Non-payment and partial payment of the extra rent social housing tenants have to pay because of the Bedroom Tax is beginning to put pressure on the policy.
Leeds City Council has said about 50% of its affected tenants are in arrears and this is expected to rise. Many other local authorities and housing associations have similar levels of arrears.
On 7 June 34 Labour local authorities met in Manchester and issued a statement condemning the Bedroom Tax and demanding that it is repealed. This is very welcome; it that puts Labour in local government ahead of the national party which has given no commitment to repeal the policy if they win the general election. The conference also discussed the issue of non payment, but the contents of this discussion have been kept quiet.

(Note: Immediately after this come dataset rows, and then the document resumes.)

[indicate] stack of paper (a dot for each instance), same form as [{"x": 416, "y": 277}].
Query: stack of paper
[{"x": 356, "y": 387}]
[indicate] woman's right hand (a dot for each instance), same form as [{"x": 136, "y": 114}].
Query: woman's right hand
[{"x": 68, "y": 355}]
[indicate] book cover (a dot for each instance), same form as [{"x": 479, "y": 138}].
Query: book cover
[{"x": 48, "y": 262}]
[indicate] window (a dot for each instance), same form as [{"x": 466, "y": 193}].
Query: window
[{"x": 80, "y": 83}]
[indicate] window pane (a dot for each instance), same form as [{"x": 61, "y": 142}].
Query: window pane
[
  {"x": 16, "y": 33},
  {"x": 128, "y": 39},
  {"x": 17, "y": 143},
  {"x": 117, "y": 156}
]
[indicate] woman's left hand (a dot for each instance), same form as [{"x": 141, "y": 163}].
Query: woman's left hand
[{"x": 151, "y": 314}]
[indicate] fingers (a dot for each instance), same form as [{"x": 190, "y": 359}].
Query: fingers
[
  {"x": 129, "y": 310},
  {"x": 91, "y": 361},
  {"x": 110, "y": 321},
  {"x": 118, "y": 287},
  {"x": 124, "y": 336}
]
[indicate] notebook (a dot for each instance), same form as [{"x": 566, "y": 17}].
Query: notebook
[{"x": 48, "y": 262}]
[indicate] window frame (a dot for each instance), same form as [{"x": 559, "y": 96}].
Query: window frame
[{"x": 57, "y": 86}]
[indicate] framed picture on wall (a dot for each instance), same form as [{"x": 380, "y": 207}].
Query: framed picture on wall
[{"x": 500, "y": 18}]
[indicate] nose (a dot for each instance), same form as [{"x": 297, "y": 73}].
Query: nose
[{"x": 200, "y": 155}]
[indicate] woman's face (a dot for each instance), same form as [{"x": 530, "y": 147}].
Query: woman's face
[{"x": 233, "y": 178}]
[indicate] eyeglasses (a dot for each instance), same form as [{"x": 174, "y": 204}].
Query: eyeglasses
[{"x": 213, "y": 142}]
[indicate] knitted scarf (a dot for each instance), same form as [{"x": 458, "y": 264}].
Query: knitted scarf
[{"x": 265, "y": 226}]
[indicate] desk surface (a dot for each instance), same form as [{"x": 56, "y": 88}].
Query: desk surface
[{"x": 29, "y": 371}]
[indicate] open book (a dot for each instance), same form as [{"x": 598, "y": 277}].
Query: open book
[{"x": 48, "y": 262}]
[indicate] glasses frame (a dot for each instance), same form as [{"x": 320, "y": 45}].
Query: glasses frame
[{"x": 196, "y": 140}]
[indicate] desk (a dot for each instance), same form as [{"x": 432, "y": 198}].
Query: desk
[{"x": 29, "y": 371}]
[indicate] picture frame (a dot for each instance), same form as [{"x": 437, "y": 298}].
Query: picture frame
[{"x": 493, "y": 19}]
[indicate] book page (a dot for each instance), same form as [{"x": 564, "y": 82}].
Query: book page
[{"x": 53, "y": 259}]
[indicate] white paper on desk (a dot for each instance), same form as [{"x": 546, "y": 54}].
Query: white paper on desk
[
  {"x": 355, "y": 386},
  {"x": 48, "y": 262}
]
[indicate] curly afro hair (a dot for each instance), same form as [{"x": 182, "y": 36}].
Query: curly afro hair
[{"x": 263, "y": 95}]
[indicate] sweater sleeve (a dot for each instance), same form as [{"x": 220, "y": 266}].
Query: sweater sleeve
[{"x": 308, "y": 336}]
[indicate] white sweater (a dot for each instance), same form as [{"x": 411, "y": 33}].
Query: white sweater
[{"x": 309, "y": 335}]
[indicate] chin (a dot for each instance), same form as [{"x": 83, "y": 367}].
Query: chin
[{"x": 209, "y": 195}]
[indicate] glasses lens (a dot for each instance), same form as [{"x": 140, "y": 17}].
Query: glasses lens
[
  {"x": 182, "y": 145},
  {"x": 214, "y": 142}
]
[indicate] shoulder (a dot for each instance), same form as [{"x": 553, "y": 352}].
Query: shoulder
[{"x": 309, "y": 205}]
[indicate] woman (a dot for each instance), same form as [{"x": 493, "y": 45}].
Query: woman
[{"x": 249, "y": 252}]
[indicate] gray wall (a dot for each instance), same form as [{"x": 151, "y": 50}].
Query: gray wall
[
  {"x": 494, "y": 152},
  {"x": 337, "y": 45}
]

Anti-Bedroom Tax campaigners are now demanding social landlords commit to a no-eviction policy. It’s clear that some local authorities like Leeds do have this as their de facto policy but are continuing to hassle tenants for payment and in some cases threatening legal action rather then evictions.
There have been some cases already of housing associations taking tenants to court. Recently Southway Housing Trust in Manchester took Ella Lorelle, a mature student and mother to court to evict her for arrears. Thanks to pressure by local campaigners the case was dropped and Ella is now receiving Discretionary Housing Payment.
Some groups — Disabled People against Cuts and the SWP — have set up the national Anti-Bedroom Tax and Benefit Justice Network. Whilst some local Bedroom Tax groups seem wary of this body, it does seem to be a step forward, based on delegates from local groups.
It has called a day of action on the Bedroom Tax on 27 July.